Con l’inatteso pronunciamento rivolto direttamente al presidente ucraino, Biden ha voluto fare chiaramente capire che gli americani non permetteranno che l’eventuale vittoria di Putin nel Donbass assuma dimensioni eclatanti. Nel caso che uno Zelensky sconfitto avesse la malaugurata idea di resistere a oltranza dando seguito ai suoi bellicosi proclami (“non ci arrenderemmo mai”) gli americani avrebbero gli argomenti per convincerlo molto rapidamente a intavolare trattative di pace: da otto anni l’Ucraina è un paese a sovranità limitata, e da quattro mesi, di fatto, una provincia annessa alla NATO, da cui dipende per sopravvivere anche nella vita quotidiana e non solo per le forniture belliche.
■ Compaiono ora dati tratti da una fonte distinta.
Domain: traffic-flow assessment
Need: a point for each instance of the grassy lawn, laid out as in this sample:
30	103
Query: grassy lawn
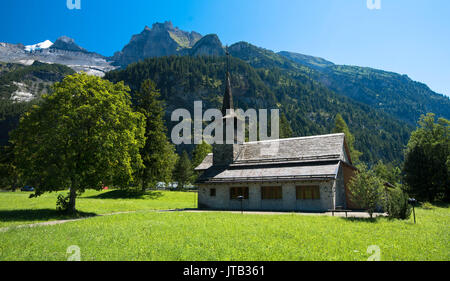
217	235
17	209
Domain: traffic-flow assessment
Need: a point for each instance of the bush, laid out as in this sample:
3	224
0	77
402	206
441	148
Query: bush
62	203
427	206
397	206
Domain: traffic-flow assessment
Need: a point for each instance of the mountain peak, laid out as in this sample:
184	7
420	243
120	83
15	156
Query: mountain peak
43	45
209	45
162	39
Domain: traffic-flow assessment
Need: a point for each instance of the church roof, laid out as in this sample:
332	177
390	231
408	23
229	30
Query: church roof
314	157
228	96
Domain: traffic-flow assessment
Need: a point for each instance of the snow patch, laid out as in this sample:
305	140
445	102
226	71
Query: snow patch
43	45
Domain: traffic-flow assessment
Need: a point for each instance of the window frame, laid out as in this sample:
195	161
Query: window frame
272	192
300	192
242	191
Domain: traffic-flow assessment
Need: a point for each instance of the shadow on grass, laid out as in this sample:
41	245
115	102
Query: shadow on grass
356	219
127	194
40	214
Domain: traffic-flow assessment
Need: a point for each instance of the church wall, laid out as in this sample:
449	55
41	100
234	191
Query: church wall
288	202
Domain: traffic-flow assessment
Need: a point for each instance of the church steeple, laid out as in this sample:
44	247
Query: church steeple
228	96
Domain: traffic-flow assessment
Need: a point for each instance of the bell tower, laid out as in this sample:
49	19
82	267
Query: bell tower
225	153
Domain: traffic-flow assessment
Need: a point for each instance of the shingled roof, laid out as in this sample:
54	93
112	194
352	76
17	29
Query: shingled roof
314	157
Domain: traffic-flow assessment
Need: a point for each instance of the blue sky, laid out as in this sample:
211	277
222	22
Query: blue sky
406	36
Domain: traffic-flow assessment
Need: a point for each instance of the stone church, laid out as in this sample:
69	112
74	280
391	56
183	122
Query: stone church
294	174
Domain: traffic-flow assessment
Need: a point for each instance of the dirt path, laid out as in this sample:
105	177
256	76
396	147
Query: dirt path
56	222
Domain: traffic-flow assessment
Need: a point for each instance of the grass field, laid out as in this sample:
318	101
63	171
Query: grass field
215	235
17	209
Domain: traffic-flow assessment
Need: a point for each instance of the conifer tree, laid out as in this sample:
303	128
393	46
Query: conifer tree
158	154
341	127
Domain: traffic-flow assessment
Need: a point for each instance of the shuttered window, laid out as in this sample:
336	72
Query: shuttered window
271	192
308	192
238	191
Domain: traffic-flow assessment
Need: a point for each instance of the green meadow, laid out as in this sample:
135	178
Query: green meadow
151	235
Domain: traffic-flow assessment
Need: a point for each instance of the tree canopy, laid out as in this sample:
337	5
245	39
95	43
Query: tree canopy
158	154
341	127
427	160
85	134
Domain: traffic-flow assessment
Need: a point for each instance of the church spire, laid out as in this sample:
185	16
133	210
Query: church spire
228	96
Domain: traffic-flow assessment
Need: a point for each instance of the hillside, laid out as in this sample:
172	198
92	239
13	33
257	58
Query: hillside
391	92
20	87
308	105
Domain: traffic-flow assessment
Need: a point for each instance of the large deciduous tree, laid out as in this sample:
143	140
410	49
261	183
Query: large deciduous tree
427	160
85	134
341	127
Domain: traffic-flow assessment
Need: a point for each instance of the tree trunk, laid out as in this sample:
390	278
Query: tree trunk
72	197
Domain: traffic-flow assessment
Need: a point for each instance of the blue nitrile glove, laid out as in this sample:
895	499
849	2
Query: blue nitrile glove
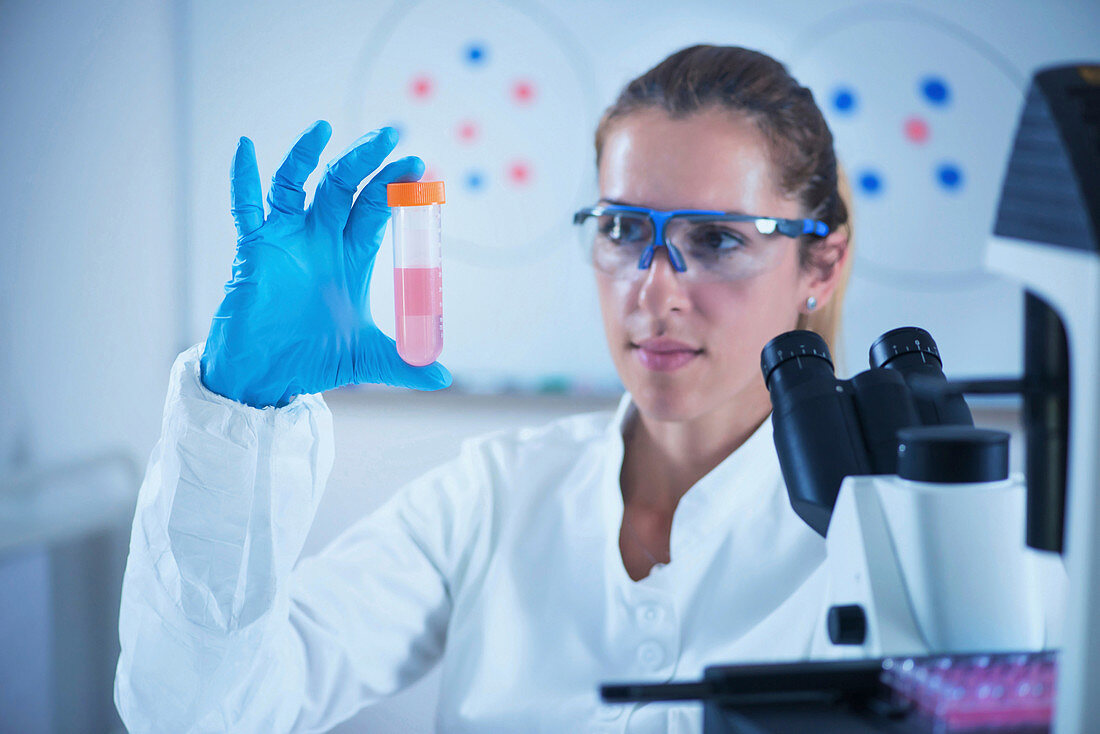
296	317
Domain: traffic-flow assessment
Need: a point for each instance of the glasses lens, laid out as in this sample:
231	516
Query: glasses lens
615	240
719	250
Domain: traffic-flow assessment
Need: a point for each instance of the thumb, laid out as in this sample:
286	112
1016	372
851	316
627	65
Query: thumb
377	361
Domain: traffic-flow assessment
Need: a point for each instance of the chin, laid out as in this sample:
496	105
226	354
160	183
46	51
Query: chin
668	400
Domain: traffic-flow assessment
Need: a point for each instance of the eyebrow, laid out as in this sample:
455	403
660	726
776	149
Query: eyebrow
627	204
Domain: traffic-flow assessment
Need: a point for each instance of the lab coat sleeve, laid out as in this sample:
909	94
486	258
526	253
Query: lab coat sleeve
220	631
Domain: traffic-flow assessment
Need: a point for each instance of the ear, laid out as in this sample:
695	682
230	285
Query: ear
828	260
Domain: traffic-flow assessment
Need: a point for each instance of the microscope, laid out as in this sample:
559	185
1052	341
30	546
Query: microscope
931	621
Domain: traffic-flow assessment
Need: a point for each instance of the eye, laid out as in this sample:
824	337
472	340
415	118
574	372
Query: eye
715	238
623	230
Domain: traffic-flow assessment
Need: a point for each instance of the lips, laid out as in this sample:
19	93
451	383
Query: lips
663	354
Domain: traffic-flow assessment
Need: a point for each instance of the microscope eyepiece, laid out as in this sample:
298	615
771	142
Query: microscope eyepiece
795	352
908	344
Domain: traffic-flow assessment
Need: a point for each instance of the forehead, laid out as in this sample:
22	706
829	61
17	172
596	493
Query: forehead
708	160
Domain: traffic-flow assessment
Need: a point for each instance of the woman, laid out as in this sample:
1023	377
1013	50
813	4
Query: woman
538	563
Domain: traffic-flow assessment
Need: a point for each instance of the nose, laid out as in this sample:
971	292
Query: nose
662	289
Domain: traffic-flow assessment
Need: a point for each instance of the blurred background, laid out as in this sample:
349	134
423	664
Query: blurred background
118	122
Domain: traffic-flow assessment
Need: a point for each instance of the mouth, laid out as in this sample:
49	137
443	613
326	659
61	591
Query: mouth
662	354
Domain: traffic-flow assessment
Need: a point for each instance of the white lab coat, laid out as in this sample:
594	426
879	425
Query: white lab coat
502	566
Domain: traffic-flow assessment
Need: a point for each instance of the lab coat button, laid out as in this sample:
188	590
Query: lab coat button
650	655
650	615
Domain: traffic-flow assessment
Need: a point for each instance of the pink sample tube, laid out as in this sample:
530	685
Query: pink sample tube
418	275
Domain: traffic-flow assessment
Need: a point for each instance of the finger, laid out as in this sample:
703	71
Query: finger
333	200
371	201
385	365
287	194
366	223
244	189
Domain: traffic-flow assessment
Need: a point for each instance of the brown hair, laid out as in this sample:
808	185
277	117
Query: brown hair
800	142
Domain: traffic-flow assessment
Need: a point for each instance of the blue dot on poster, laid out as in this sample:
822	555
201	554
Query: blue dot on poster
949	176
870	183
844	100
475	54
935	90
475	181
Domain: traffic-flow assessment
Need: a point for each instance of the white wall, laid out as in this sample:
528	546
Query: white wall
88	283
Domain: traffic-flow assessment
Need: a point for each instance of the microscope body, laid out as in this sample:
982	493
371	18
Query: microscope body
921	568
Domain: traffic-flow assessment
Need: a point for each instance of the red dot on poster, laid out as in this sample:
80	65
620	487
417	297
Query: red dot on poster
519	173
916	130
466	131
523	91
420	87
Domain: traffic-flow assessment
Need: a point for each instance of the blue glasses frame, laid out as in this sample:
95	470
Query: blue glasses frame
791	228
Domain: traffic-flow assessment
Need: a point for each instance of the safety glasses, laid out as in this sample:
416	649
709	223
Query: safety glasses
701	244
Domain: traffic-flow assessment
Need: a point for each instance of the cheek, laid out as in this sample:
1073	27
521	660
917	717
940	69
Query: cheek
746	316
614	298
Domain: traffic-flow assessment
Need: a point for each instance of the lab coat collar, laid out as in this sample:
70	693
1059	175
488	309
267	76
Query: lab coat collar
744	481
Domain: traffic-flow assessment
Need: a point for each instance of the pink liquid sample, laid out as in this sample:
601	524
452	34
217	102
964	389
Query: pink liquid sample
418	305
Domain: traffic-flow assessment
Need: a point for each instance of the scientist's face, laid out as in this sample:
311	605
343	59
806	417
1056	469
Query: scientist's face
686	349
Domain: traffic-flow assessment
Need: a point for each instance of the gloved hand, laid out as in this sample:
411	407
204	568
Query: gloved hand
296	315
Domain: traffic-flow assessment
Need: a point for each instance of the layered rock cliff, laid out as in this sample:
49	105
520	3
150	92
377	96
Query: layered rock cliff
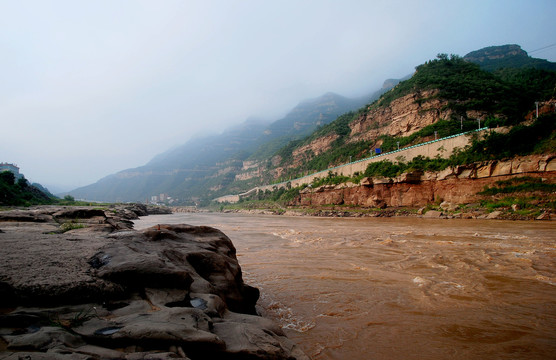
458	185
Pertanto, agli USA basterebbe la sola minaccia di staccare la spina del flusso di dollari che quotidianamente inviano a Kiev per ridurre gli ucraini a più miti consigli.
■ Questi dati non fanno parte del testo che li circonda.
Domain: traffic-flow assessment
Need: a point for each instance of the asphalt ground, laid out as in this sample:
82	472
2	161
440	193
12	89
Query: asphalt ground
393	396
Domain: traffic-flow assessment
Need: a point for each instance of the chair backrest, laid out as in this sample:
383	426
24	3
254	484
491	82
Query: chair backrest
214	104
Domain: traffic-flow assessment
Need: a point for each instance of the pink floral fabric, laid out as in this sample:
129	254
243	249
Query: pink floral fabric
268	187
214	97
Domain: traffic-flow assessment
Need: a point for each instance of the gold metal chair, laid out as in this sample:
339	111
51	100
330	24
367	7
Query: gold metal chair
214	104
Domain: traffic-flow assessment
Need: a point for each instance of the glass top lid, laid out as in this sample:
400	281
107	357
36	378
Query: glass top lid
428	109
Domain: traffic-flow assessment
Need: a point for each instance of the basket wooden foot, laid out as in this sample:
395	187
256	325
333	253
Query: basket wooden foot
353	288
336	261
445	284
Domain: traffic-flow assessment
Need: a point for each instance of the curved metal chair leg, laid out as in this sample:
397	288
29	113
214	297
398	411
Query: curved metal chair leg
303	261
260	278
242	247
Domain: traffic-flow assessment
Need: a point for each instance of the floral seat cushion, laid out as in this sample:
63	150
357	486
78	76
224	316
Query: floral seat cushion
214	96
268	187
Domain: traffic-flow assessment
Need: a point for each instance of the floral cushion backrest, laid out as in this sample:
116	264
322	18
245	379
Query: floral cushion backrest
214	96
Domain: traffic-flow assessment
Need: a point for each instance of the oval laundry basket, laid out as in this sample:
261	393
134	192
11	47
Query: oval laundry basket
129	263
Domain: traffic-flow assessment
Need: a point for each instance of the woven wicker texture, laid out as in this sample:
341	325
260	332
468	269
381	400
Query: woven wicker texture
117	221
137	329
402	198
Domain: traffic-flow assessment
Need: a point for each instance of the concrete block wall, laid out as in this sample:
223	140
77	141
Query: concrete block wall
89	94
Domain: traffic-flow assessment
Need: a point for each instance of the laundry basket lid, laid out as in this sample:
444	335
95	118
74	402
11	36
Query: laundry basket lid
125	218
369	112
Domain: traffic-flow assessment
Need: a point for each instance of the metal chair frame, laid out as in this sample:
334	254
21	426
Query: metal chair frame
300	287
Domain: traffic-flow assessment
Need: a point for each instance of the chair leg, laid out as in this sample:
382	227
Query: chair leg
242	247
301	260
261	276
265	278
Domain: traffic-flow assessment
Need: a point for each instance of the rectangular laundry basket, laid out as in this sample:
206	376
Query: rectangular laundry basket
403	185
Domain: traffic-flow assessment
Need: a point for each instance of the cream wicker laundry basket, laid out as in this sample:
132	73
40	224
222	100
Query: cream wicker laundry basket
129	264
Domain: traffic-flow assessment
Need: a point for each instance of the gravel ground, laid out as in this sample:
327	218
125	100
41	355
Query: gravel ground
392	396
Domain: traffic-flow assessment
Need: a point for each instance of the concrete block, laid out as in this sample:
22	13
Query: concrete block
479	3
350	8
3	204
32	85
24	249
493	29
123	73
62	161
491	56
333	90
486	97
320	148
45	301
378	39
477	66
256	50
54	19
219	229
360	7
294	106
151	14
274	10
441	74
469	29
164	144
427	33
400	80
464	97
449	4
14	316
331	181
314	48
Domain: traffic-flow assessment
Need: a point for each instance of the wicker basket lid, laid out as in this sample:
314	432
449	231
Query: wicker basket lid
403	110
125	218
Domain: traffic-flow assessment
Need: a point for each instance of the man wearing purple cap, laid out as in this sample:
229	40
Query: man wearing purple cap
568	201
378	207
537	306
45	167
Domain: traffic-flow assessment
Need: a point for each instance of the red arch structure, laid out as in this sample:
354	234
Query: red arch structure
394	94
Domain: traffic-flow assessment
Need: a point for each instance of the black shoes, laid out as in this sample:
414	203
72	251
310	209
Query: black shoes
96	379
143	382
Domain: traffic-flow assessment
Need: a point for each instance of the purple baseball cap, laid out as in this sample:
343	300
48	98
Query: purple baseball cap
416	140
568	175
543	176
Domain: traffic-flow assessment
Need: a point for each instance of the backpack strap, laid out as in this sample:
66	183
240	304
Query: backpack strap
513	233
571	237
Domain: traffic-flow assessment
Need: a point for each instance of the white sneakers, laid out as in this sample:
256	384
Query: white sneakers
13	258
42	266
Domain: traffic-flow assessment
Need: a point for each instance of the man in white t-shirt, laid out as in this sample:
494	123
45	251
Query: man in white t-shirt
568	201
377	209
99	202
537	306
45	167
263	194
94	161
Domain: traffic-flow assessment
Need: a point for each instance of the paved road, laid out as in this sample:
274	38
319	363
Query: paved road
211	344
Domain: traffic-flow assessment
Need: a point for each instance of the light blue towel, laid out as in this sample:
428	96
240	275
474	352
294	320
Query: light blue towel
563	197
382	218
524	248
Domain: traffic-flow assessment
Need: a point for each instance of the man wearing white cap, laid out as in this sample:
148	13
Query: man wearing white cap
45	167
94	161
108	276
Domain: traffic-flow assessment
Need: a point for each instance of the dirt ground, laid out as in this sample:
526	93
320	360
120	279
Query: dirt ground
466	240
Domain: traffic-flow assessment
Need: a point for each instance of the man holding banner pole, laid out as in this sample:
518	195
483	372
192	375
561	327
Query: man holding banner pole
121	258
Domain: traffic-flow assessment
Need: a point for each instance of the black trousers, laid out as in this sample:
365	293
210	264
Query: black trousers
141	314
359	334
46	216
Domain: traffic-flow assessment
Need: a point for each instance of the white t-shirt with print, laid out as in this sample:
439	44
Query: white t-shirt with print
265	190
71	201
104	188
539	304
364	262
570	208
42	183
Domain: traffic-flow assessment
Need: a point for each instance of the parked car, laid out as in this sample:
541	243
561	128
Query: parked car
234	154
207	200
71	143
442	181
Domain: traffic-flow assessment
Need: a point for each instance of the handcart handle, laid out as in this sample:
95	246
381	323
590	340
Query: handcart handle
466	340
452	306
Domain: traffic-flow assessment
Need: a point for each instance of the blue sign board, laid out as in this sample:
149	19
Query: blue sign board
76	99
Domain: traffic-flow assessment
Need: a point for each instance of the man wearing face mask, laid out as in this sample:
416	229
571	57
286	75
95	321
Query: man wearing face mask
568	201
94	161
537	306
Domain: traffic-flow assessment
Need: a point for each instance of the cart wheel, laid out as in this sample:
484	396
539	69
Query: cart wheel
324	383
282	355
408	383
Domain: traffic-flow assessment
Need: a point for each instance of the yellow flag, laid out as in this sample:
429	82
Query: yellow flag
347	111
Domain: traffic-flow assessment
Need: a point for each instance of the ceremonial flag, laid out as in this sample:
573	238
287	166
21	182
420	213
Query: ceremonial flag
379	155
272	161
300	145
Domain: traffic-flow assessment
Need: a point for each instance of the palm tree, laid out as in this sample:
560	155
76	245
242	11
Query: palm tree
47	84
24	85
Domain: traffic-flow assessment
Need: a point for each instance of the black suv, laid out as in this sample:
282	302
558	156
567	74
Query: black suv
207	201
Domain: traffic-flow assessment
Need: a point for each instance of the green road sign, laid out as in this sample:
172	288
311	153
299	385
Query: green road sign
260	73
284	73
Che gli americani a suo tempo siano davvero intervenuti su Zelensky per scongiurare la guerra è una affermazione al limite del surreale; gli ucraini sono stati spinti al confronto con Putin e saranno sostenuti fin quando torneranno utili a sconfiggere o indebolire la Russia, non un istante di più. Al momento è difficile prevedere se gli USA e la NATO continuerebbero a puntellare Zelensky anche in caso di sconfitta, oppure se avallerebbero un nuovo regime che possa affrontare un drammatico periodo di transizione. Rumors indicano una possibile alternativa a Zelensky in Valerii Zaluzhnyi, capo delle forze armate ucraine, un generale capace, che ha finora mantenuto un profilo basso.
Comunque si evolva la situazione, Zelensky può cominciare fin da ora a riflettere sulle parole di Henry Kissinger, che del modus operandi degli americani è più che un conoscitore, un maestro: “Essere nemici dell'America può essere pericoloso, ma esserne amici è fatale”.